Un "salto generazionale" nell'intelligenza artificiale che si inserisce in una raffica di nuovi modelli delle principali aziende statunitensi e dalle loro rivali cinesi. Con preoccupazioni per la sicurezza informatica e per un ulteriore sfruttamento delle risorse ambientali. Da queste riflessioni è accompagnato il lancio di GPT-6 Astra di OpenAI che secondo la società di Sam Altman, vicina alla quotazione in Borsa, eccelle nell'utilizzo del computer, nella navigazione online, nello sviluppo software, nella sicurezza informatica, nella ricerca scientifica e nelle attività professionali. Praticamente svolge in autonomia compiti anche molto complessi, un modello potente tanto che per il momento è in mano solo ad alcune organizzazioni scelte.

"Resto preoccupato da due aspetti. Il confronto uomo macchina si sta inevitabilmente spostando ad un livello macchina contro macchina.
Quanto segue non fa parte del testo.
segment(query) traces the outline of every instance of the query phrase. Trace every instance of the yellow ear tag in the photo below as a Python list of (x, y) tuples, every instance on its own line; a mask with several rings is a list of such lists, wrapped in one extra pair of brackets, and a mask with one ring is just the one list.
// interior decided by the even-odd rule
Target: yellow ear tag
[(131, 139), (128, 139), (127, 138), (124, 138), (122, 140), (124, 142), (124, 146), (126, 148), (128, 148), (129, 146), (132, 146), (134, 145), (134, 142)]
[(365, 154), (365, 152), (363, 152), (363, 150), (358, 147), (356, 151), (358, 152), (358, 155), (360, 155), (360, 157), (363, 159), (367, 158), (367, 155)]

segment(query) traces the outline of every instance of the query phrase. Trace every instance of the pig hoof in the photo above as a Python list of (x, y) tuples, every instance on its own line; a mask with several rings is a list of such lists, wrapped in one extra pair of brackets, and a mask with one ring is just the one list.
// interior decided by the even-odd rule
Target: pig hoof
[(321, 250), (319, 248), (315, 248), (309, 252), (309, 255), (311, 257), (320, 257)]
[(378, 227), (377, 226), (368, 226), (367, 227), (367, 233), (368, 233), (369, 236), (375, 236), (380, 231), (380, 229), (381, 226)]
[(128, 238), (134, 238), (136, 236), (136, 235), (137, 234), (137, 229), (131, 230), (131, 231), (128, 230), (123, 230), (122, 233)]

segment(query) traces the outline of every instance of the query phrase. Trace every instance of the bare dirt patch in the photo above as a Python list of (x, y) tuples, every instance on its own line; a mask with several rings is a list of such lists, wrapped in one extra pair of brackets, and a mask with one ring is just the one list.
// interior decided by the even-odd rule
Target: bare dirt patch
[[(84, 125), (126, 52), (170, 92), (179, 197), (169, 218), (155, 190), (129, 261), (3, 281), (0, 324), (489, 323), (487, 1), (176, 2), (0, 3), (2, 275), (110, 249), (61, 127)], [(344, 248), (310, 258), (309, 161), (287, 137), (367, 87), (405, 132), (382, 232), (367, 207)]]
Secondo, la corsa all'IA che stiamo osservando non ritengo sia sostenibile per il nostro pianeta con le attuali regole", spiega all'ANSA Pierluigi Paganini, professore di Cybersecurity all'Università Luiss Guido Carli. "Sul fronte sicurezza informatica - aggiunge - secondo me siamo davanti a un salto importante, ma va letto con attenzione perché parte dei risultati più impressionanti arriva da test controllati e non da attacchi reali".